On Deck for GOP in 2015: A Long Series of Showdowns

Republican leaders to face immigration, debt ceiling, Medicare issues
By Jenn Gidman,  Newser Staff
Posted Jan 5, 2015 9:16 AM CST
On Deck for GOP in 2015: A Long Series of Showdowns
In this Dec. 11, 2014, file photo, House Speaker John Boehner speaks during a news conference on Capitol Hill in Washington.   (AP Photo/J. Scott Applewhite, File)

John Boehner and Mitch McConnell penned a Wall Street Journal editorial in November that promised they would prove wrong "the skeptics [who] say nothing will be accomplished in the next two years." But even with both House and Senate firmly under GOP control when Congress convenes tomorrow, the Republican leadership will need to navigate what Politico calls a series of "legislative land mines" to accomplish what they've promised in 2015 and set the stage for the 2016 presidential election. Among the challenges:

  • Immigration: Homeland Security is only funded through Feb. 28—unlike most of the government, which is budgeted through September—which will offer conservatives the chance to wear President Obama down on his immigration amnesty platform and allow Congress "to take more aggressive action on the issue," Politico notes.
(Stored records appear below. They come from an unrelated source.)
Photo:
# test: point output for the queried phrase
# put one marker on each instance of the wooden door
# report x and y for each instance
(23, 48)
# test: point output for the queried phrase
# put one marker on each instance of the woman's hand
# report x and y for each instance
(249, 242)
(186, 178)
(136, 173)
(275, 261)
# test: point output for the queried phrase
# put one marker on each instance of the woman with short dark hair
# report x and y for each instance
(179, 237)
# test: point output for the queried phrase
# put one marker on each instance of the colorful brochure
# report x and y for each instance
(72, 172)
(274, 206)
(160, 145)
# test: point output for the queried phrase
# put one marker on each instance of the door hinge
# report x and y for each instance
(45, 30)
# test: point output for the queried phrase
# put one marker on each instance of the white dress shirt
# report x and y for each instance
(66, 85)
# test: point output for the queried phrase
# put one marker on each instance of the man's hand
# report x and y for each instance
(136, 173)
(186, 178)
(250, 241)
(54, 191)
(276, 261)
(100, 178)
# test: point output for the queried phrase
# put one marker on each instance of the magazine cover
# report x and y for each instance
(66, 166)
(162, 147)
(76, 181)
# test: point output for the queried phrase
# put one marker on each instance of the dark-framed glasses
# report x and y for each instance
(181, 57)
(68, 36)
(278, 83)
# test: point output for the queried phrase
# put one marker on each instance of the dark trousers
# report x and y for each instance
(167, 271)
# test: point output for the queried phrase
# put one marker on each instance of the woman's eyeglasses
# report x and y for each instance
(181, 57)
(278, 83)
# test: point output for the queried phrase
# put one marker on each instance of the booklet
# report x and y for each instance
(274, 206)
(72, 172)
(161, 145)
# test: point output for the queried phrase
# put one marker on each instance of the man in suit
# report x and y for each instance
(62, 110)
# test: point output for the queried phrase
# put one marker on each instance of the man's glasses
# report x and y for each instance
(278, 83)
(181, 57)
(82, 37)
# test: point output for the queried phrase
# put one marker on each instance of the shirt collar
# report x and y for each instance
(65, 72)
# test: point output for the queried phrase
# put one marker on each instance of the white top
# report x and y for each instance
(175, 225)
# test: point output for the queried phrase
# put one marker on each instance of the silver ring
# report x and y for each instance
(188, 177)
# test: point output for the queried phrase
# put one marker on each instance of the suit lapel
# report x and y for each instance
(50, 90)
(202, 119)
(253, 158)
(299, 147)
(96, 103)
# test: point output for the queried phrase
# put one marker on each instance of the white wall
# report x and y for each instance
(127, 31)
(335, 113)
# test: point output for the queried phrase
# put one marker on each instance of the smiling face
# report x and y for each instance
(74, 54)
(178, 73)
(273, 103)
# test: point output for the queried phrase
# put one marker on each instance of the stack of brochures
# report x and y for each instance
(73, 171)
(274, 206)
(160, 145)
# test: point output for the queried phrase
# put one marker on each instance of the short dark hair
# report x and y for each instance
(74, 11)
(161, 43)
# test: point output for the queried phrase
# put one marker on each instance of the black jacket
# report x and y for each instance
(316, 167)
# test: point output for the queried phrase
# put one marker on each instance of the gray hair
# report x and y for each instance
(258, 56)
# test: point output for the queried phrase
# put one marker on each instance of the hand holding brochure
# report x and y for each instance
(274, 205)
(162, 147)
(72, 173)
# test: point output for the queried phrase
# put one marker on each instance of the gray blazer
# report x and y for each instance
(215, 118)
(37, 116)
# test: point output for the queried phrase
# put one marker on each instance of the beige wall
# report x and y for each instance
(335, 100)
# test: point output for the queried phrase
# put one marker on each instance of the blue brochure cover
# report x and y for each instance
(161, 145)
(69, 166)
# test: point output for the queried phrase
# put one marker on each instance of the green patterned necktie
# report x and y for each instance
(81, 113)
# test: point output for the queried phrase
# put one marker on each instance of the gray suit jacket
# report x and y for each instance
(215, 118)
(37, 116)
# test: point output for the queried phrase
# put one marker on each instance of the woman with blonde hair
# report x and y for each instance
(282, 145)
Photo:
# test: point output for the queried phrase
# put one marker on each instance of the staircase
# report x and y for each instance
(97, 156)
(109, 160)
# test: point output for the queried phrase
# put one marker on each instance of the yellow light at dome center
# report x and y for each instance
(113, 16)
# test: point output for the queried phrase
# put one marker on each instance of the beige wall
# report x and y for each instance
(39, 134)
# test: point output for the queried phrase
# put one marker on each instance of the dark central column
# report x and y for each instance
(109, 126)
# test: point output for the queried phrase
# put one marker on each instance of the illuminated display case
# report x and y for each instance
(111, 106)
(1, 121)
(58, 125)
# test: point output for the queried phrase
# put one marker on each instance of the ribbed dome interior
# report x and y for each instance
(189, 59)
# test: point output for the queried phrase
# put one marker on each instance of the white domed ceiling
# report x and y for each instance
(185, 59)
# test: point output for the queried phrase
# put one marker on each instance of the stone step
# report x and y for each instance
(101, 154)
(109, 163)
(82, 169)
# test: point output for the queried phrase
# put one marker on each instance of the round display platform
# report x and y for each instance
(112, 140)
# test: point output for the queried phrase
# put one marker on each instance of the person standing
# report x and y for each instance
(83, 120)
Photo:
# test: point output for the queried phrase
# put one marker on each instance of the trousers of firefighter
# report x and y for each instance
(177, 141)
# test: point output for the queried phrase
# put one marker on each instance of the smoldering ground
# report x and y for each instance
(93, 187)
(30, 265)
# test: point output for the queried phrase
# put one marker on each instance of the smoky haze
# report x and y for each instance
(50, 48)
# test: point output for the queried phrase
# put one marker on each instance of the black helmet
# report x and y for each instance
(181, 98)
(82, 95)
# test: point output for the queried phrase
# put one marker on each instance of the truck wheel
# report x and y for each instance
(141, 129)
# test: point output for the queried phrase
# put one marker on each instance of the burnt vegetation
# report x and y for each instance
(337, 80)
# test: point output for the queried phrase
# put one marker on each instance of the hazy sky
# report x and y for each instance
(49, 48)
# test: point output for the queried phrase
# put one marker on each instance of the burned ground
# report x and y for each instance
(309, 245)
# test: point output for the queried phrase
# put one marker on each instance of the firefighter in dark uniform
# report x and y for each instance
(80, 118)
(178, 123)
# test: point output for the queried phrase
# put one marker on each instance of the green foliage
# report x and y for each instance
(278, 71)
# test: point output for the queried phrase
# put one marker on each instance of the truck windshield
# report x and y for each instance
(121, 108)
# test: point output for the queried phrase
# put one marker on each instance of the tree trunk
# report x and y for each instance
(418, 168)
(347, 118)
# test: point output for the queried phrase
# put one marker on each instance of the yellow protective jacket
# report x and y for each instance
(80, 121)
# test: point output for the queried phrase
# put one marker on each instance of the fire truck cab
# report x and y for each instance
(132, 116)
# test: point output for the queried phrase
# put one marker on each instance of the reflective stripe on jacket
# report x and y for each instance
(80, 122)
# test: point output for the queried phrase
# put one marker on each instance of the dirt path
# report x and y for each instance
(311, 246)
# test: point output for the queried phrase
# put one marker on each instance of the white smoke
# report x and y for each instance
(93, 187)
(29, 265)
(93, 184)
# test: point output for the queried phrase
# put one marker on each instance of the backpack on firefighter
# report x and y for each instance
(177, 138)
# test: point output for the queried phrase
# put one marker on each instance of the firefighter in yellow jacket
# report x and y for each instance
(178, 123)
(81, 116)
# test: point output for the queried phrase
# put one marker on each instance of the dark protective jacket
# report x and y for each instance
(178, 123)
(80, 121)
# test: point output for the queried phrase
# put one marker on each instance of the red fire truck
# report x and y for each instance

  • Medicare: The expensive way in which the government pays back Medicare providers, known as the "doc fix," has seen a variety of "patches," as Forbes calls them, but many are now looking for a permanent solution. Unfortunately, that permanent solution to the Sustainable Growth Rate formula would take money, and a lot of it: $140 billion over 10 years, according to the Congressional Budget Office.
  • Transportation: The highway trust fund won't have the money to pay its debts come May, which means federal infrastructure projects could come screeching to a sudden stop. Boehner and Co. will need to find an alternative to raising the gas tax, which has its own complications.
  • Debt ceiling: This year's extension on the country's borrowing authority—which didn't exactly go smoothly in 2014—has to be made sometime between the late spring and early fall.
  • Miscellaneous: Other plans in the GOP playbook, according to Politico, would be passing bills to: start building the Keystone XL pipeline; define a workweek as 40 hours to limit those covered by ObamaCare; and tighten Iran sanctions. Congressional Republicans are scheduled to gather in Hershey, Pa., later this month at a retreat to prepare for "frictions that will inevitably arise," a GOP aide says, per the Hill.